Caring for our family and our friends is not always easy—sometimes they make it damn difficult—but concern in these relationships is automatic. It takes some effort to disrupt the mutual concern in these cases. Concern for those in your wider “tribe” is harder, but still generally automatic.
Compassion is more than simply caring. And it is involved in relationships that do not automatically elicit our concern. Precisely for this reason compassion is connected to the saintly. Compassion often seems too difficult for us ordinary folks. This might seem contradictory to my declaration that compassion is thought of as a sappy, emotional weakness. But it’s not. Saints—all saints, not just the Catholic ones—exist in a superhuman realm in our imagination. Saints devote their lives to activities unachievable by plain old people. Saints are “unreal.” They may get away with compassion, but they don’t live in the real world. At least that’s a common undertone when compassion comes up.
Thích Nhất Hạnh said, “Compassion is a verb.” Of course it is. Compassion is not a synonym for sympathy. Compassion involves doing. Compassionate actions are often things like organizing a soup kitchen, helping refugees set up a new home, volunteering to work a domestic abuse hotline, personally caring for family members who are difficult and ungrateful.
But there is another kind of act of compassion that is much harder. It is harder because it is not just seeing a problem and finding and implementing a solution. I speak of acting to understand—truly understand—those different from ourselves. Really connecting.
Compassion is easier for some than for others. Personally, I find many views of right-wing politicians, conservative Christians, and firebrand atheists quite difficult to understand. Trying to be compassionate to their struggles and their journeys that have brought them to those beliefs does not come naturally for me. But I try. (Don’t scoff. I do.) I try because their human experiences are as valid as my own. Connecting with the experiences of others humanizes them. Humanizing people makes peace possible.

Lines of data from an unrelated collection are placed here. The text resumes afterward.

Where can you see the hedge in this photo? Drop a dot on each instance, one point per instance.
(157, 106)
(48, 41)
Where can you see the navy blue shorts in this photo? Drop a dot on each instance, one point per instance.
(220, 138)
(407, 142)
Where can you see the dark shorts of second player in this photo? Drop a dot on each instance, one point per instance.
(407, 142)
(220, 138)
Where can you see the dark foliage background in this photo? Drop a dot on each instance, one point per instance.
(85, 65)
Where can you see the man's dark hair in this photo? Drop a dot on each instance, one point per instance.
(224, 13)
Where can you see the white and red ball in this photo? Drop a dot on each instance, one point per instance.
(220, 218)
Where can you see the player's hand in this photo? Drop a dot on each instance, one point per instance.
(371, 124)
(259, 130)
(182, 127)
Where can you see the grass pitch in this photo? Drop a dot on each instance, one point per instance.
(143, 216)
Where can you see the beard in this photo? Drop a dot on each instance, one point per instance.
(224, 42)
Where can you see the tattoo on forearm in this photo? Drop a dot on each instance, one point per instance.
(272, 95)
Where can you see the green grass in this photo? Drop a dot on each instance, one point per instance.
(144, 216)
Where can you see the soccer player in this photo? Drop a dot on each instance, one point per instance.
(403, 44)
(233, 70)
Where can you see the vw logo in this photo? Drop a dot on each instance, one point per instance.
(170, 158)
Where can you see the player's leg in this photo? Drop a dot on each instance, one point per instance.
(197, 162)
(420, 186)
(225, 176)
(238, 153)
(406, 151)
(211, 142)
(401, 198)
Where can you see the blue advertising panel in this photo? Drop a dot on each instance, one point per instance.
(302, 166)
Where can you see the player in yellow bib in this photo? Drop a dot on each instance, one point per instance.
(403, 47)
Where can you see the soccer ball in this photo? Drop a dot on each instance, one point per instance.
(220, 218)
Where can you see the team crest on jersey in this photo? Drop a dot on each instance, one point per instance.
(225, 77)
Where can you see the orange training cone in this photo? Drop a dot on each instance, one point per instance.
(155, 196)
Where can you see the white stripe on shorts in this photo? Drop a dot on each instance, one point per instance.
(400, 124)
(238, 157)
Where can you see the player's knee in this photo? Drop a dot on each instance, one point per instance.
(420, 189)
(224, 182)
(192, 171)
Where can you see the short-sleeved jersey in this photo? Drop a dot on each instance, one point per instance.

“But what if,” you ask, “the other person doesn’t go along?” Good point. In that case it becomes even more important to stay committed to your life-long journey of compassion. Not because it will necessarily have any effect on them—though it might—but because it will make being compassionate easier the next time compassion is called for.
I do try to approach all interactions—in person or not—with compassion. The fact is, however, I often fail. Often. And that is part of the point: I’m not a saint. I never will be. But that is no reason not to practice compassion. Like anything, practice makes perfect. Imagine if we all made a commitment to actively practice compassion. What if compassion became second nature? Human nature.
Image courtesy of Wikimedia Commons.
I couldn’t agree more with your sentiments here. As has long been recognized, it is far easier to have compassion for those who agree with you than for those who antagonize or oppose you. In a religious or ethical context I would equate, on one level, compassion with understanding. When we understand others, even if we don’t necessarily agree with them, it allows us to have compassion for their viewpoints.